Previous studies suggested that increased oxidative stress plays a role in the pathogenesis of the cystinosis.20, 16 Indeed, the antioxidant, N-acetylcysteine (NAC, the active ingredient in MUCOMYST®, ACETADOTE® and CETYLEV®) has been shown to improve cystinosis. In a 3-month study of 23 cystinosis patients less than 18 years old without renal replacement therapy, the addition of oral NAC 25mg/kg/day to their cysteamine standard of care caused a reduction in oxidative stress, based on a decrease in serum thiobarbituric acid-reactive substances (TBARS) (p<0.0001), an improvement in renal function (based on levels of serum cystatin C), creatinine levels, and creatinine clearance.20
Nacuity has developed an oral dosage form to deliver a novel antioxidant for the treatment of nephropathic cystinosis. In a cystinotic cell model, treatment with Nacuity’s molecule improved cystine depletion and increased cell viability significantly more than treatment with cysteamine.18 A chronic oral toxicology program has been successfully completed along with a Phase 1 trial assessing safety. A Phase 1/2 clinical trial in cystinosis patients is planned.
Ophthalmic insert for treatment of ocular effects of cystinosis
Structures of the eye also accumulate cystine crystals14 in patients with cystinosis,15 causing severe photophobia (sensitivity to light), eye pain, damage to the cornea, vision problems, e.g., haziness, foreign body sensation, squinting, band keratopathy, and blepharospasm (involuntary eye closure). Evidence of oxidative stress has been demonstrated in children with cystinosis.16
Furthermore, the current oral cysteamine therapy does not reach the avascular corneal tissues so it is ineffective in treating ocular (corneal) cystinosis.17 Similar to oral cysteamine dosage forms, CYSTARAN® and CYSTADROPS® eye drops both contain cysteamine (as the hydrochloride salt). The eyedrop products are indicated for dosing frequently throughout the day, i.e., every waking hour with CYSTARAN® and four times per day with CYSTADROPS®. Both eyedrop products are relatively unstable at room temperature, must be discarded within one week of opening, require frequent dosing, and cause discomfort. In light of the significant issues associated with currently available treatments, the need for effective and tolerable alternative therapies remains.

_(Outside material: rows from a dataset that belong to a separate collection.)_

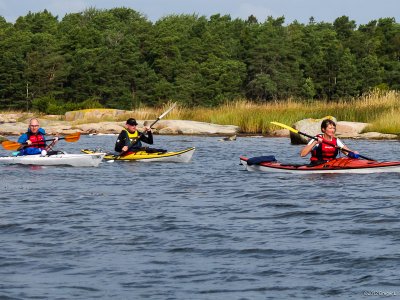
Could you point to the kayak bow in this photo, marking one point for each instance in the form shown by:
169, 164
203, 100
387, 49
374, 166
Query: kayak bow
59, 159
339, 165
183, 156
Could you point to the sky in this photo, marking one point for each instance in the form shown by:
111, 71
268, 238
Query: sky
361, 11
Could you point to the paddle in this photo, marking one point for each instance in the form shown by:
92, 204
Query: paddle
350, 153
10, 145
152, 124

Nacuity has developed a prototype ophthalmic insert delivering a novel antioxidant to the eye to treat the ocular effects of cystinosis. In vivo preclinical studies with the insert reveal that significant levels of drug can be delivered to the aqueous humor daily by wearing the ophthalmic insert under the eyelid. Development and preclinical evaluation continue as a prelude to clinical studies. If the ophthalmic insert can be shown safe and effective for the treatment of ocular effects of cystinosis, it would offer a significant improvement in quality of life for those patients.
Oral dosage for treatment of rare neurological disease
Nacuity has developed an oral dosage form containing a small molecule antioxidant for the treatment of rare neurological disease. In vivo proof of concept study has been successfully completed. Chronic oral toxicology studies and a Phase 1 clinical trial in healthy volunteers also have been successfully completed. A clinical development program is being planned. Orphan and rare pediatric disease designations for a rare neurological disease have been granted, thus, an eligible new drug application would result in Nacuity receiving seven years of U.S. FDA regulatory exclusivity and potentially a priority review voucher.